After the wine, Peter Ivánovich, in response to Pákhtin’s questions about what his opinion was in respect to the new literature, the new tendency, the war, the peace (Pákhtin had a knack of uniting the most diversified subjects into one senseless but smooth conversation), in response to these questions Peter Ivánovich at once replied with one general profession de foi, and either under the influence of the wine, or of the subject of the conversation, he became so excited that tears appeared in his eyes, and Pákhtin, too, was in ecstasy, and himself became tearful, and without embarrassment expressed his conviction that Peter Ivánovich was now in advance of all the foremost men and should become the head of all the parties. Peter Ivánovich’s eyes became inflamed—he believed what Pákhtin was telling him—and he would have continued talking for a long time, if Sónya Petróvna had not schemed to get Natálya Nikoláevna to put on her mantilla, and had not come herself to raise Peter Ivánovich from his seat. He poured out the rest of the wine into a glass, but Sónya Petróvna drank it.
“What is this?”
“I have not had any yet, papa, pardon.”
He smiled.
“Well, let us go to Márya Ivánovna’s. You will excuse us, Monsieur Pákhtin.”
And Peter Ivánovich left the room, carrying his head high. In the vestibule he met a general, who had come to call on his old acquaintance. They had not seen each other for thirty-five years. The general was toothless and bald.

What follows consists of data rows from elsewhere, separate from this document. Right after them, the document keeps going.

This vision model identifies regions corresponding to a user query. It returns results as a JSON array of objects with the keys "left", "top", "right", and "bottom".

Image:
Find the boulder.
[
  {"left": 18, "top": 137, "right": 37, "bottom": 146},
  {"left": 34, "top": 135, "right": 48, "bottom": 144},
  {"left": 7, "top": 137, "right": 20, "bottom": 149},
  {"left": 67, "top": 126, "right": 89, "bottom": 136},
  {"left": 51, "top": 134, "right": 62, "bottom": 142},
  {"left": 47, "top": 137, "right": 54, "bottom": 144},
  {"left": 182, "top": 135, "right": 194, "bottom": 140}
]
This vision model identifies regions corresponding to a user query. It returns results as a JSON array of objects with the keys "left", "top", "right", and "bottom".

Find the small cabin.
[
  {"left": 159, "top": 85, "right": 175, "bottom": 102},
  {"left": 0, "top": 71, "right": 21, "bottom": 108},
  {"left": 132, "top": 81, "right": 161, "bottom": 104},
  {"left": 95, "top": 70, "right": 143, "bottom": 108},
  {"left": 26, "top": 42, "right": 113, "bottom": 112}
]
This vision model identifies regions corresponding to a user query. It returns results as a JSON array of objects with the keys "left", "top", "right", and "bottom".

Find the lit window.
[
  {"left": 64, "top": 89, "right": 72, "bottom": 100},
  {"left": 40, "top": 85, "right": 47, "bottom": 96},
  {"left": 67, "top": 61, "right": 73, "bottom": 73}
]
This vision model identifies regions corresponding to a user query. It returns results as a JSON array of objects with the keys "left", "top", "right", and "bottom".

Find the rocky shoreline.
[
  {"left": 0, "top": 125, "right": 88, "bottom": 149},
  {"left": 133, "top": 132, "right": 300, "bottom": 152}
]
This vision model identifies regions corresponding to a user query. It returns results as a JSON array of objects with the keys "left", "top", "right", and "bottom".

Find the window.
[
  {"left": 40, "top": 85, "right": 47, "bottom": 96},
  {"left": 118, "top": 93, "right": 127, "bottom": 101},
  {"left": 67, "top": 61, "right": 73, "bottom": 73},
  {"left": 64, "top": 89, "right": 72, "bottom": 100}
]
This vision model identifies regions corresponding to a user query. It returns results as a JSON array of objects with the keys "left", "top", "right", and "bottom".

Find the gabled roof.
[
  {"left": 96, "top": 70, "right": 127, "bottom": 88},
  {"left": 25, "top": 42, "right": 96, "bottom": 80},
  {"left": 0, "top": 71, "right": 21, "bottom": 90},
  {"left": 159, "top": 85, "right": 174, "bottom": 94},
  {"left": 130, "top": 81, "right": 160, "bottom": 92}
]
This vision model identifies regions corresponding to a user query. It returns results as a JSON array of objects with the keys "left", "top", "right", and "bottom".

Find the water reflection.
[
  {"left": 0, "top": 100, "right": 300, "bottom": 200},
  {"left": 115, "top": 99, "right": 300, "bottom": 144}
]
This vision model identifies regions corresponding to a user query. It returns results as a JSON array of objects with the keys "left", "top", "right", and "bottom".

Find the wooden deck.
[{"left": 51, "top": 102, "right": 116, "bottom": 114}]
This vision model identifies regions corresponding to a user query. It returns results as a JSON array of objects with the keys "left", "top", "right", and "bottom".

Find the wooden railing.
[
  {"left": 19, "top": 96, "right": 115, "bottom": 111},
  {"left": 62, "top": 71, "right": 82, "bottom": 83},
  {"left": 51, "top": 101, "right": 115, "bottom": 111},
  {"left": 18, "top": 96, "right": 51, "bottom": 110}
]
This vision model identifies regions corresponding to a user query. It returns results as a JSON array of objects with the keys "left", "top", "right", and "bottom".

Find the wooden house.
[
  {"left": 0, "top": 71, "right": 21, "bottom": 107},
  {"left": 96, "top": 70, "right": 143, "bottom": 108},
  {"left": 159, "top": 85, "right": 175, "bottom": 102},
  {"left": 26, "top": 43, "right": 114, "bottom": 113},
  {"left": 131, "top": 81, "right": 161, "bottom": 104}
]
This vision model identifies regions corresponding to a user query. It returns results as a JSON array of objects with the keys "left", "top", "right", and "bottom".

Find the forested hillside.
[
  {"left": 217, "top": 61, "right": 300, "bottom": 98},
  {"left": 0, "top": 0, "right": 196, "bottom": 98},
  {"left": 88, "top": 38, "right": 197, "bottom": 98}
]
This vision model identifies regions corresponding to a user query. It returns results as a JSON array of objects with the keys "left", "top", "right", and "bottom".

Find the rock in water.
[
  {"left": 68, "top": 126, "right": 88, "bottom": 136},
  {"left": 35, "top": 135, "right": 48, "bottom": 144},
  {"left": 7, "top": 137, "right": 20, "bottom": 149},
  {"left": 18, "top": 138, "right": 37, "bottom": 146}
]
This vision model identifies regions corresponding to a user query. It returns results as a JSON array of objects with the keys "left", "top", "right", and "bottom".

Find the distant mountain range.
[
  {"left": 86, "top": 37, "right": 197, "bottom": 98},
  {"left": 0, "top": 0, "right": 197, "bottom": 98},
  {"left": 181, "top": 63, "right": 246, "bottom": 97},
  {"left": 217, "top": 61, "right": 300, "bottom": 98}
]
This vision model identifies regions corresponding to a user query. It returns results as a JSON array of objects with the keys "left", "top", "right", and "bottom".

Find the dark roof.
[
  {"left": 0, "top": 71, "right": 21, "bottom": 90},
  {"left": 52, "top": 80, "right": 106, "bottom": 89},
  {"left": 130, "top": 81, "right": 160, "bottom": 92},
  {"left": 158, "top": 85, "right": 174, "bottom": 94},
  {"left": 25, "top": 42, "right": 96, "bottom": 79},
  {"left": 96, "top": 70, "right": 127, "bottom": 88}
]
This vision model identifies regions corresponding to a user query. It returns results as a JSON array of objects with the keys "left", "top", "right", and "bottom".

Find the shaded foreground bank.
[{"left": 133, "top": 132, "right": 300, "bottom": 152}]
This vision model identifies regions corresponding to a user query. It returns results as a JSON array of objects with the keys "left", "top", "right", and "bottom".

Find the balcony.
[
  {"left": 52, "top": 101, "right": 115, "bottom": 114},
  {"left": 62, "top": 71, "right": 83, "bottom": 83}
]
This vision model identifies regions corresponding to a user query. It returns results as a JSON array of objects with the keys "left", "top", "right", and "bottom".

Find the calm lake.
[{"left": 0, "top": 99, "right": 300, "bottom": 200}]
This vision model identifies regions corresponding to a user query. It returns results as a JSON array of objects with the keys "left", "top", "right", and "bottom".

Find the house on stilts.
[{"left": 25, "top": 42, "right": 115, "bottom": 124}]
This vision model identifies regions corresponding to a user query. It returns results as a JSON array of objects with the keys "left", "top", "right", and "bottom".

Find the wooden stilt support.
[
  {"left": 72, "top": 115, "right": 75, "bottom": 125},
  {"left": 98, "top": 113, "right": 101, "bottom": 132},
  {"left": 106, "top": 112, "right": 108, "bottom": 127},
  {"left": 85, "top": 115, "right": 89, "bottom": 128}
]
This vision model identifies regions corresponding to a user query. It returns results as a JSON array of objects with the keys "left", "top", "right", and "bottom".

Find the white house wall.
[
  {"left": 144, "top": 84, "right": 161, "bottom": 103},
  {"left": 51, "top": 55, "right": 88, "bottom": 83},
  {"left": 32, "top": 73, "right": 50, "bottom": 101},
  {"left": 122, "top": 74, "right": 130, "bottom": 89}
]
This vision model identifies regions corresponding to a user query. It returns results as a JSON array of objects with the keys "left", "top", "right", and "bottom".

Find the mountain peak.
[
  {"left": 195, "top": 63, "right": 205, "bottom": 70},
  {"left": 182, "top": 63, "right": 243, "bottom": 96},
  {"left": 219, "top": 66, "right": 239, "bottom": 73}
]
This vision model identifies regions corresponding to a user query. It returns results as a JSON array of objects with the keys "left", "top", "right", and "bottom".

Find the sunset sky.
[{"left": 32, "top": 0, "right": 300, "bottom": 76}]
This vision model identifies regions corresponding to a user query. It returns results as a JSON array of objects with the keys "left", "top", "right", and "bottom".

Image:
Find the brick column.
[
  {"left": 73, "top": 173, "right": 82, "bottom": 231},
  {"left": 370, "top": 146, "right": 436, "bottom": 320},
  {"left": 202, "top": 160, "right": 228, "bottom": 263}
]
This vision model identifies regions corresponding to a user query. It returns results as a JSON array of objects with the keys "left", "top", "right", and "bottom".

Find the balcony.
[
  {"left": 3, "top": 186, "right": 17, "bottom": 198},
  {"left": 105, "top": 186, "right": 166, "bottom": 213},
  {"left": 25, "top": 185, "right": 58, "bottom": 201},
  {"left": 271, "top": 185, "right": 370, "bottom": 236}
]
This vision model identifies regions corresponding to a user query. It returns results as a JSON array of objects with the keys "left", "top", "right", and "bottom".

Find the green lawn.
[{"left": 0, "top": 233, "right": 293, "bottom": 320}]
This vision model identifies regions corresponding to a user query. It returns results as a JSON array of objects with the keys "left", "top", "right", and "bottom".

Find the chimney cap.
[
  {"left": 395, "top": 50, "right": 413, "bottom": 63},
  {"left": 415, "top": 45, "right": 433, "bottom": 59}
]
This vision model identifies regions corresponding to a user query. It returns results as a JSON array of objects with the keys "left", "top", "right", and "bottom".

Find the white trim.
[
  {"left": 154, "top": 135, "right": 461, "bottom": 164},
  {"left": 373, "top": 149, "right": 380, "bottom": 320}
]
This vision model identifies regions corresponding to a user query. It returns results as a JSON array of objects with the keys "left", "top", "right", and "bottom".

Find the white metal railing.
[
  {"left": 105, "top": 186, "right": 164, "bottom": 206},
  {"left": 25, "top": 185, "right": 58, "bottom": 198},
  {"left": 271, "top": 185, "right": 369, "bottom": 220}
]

“How fresh you still are!” he said. “Evidently Siberia is better than St. Petersburg. These are your family—introduce me to them! What a fine fellow your son is! So to dinner tomorrow?”
“Yes, yes, by all means.”
On the porch they met the famous Chikháev, another old acquaintance.
“How did you find out that I had arrived?”
“It would be a shame for Moscow if it did not know it.